Aşağıdaki STK'lar ve diğer kuruluşlar, SDG 13'ün gerçekleştirilmesine yardımcı olmaktadır:

  • Yeşil Barış
  • İklim Eylem Ağı (CAN), uluslararası, bölgesel ve ulusal iklim sorunlarını ele almak için STK stratejilerinin geliştirilmesini koordine eden dünya çapında bir ağdır.
  • İklim Gerçeklik Projesi grubudur aktivistler gezegeni korumak için sürücü değişikliğine araçlar, eğitim ve bir ağ kolaylaştırılması, eylemciler olmaya insanları güçlendirerek birlikte sürdürülebilir bir gelecek oluşturmak için kurulmuş, kültürel liderler, organizatörleri, bilim adamları ve öykü anlatanlar.
  • Fridays for Future (FFF), iklim için küresel bir okul grevi yoluyla diğer insanları gezegen için harekete geçmeye teşvik eden küresel bir grev hareketidir. Hareket, Ağustos 2018'de Greta Thunberg'in İsveç Parlamentosu önünde iklim kriziyle yüzleşmek için eylem talep eden grevlerinin ardından başladı .

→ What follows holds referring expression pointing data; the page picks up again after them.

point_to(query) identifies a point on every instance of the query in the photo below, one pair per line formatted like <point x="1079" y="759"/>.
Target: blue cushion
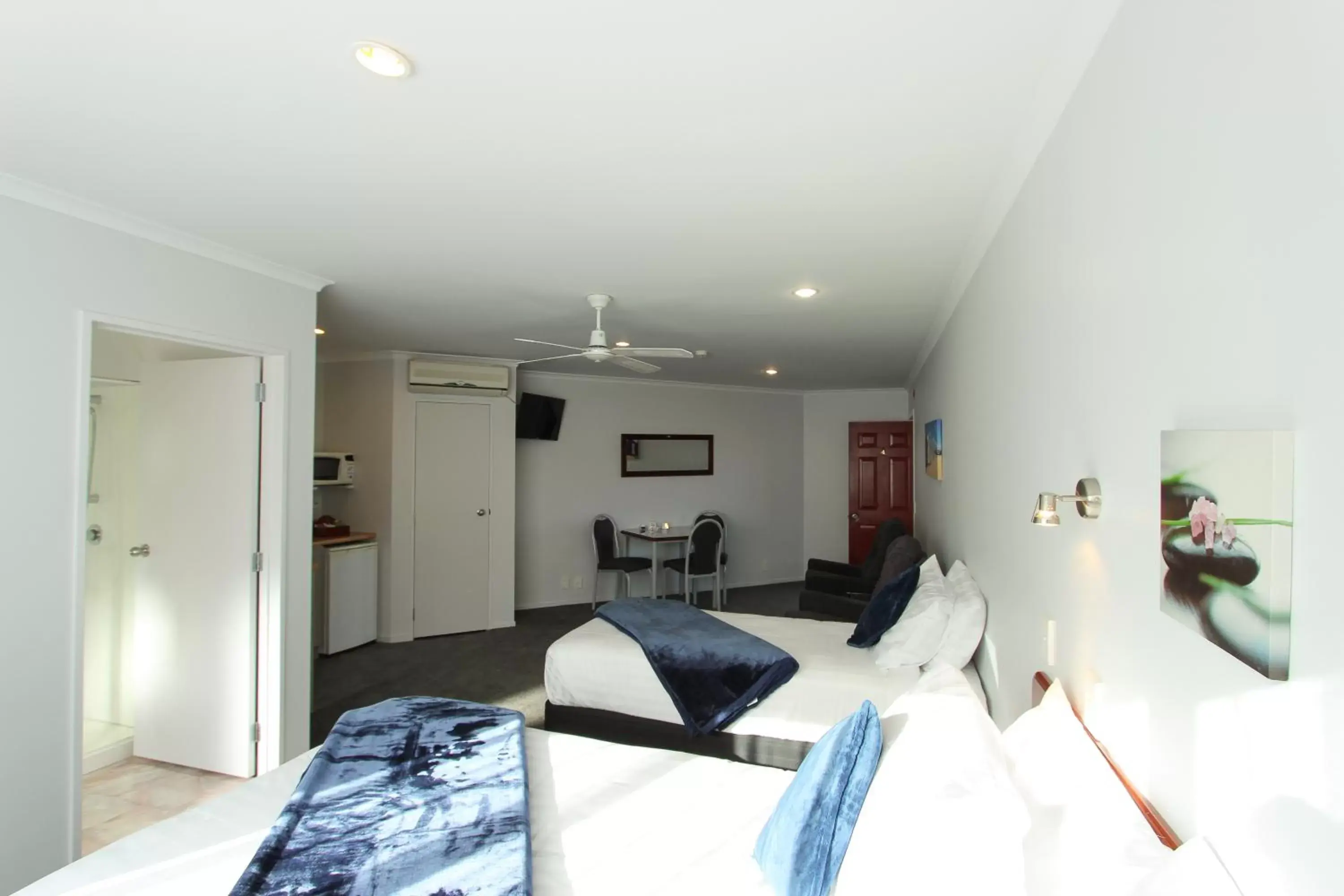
<point x="885" y="609"/>
<point x="801" y="847"/>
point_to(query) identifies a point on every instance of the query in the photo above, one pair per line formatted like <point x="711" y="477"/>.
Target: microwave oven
<point x="334" y="468"/>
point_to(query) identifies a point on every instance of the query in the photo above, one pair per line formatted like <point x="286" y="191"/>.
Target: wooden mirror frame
<point x="642" y="437"/>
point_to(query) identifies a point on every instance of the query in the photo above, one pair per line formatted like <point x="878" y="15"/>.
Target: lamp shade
<point x="1046" y="512"/>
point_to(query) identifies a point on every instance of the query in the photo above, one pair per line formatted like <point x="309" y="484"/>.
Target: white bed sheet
<point x="607" y="820"/>
<point x="597" y="667"/>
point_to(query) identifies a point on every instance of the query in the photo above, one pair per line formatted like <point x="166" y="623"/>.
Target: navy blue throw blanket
<point x="410" y="797"/>
<point x="711" y="671"/>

  • Dünya Kaynakları Enstitüsü (WRI), kalkınma ve çevre arasındaki yedi kritik kesişme noktasına odaklanan bir araştırma kuruluşudur: şehirler ve okyanus, gıda, orman, su, iklim ve enerji.
  • Bölgesel Kamu Mekanizması - Escazú Anlaşması , Latin Amerika ve Karayipler (LAC) Çevre İşlerinde Bilgiye Bölgesel Erişim, Halkın Katılımı ve Adalete Erişim Anlaşmasının hazırlık müzakere sürecinde - Escazú Anlaşması, LAC için Deklarasyonu imzalayan hükümetler 10. İlkenin Uygulanması, Escazú Anlaşması ile ilgili ilgili aktörleri bilgilendirmek ve bu Anlaşma ile ilgili olarak verilen oturumlara katılımlarını kolaylaştırmak için bir Halkın Katılım Mekanizması oluşturma konusunda anlaşmaya varıldı.

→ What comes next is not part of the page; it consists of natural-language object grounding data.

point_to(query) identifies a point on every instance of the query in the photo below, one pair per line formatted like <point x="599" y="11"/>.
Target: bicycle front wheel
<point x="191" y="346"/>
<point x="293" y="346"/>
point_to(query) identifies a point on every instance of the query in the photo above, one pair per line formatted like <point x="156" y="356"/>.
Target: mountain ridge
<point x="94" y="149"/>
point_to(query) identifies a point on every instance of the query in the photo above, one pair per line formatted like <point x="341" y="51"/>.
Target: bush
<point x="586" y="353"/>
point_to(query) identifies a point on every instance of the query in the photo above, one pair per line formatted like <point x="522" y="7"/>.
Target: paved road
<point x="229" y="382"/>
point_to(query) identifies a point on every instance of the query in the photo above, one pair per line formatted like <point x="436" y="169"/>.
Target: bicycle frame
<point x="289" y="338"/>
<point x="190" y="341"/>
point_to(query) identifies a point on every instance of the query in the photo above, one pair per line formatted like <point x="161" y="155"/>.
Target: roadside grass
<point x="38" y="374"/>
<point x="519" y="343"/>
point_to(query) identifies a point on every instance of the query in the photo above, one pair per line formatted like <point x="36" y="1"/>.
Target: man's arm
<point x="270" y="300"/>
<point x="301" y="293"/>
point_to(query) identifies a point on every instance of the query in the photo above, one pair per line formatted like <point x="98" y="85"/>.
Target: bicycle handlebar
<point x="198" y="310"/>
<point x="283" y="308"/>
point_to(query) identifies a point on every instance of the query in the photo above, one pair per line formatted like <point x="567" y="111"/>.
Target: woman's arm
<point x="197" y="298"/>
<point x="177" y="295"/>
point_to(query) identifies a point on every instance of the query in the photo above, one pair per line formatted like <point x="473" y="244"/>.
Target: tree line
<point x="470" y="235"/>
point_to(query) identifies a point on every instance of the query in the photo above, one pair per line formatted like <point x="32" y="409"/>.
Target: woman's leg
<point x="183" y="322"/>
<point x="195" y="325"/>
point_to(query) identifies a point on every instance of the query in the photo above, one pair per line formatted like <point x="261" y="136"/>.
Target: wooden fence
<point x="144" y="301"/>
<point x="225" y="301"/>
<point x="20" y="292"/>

  • Euroclima, Avrupa Birliği (AB) ile Latin Amerika Karayipler (LAC) bölgesi arasındaki iklim değişikliğini ele almaya yönelik kamu politikalarına odaklanan bir işbirliği programıdır. AB ve LAC bölge devlet başkanları arasında, AB - LAC Zirvesi çerçevesinde 2008 Lima'da kabul edilen taahhütten sonra oluşturulmuştur.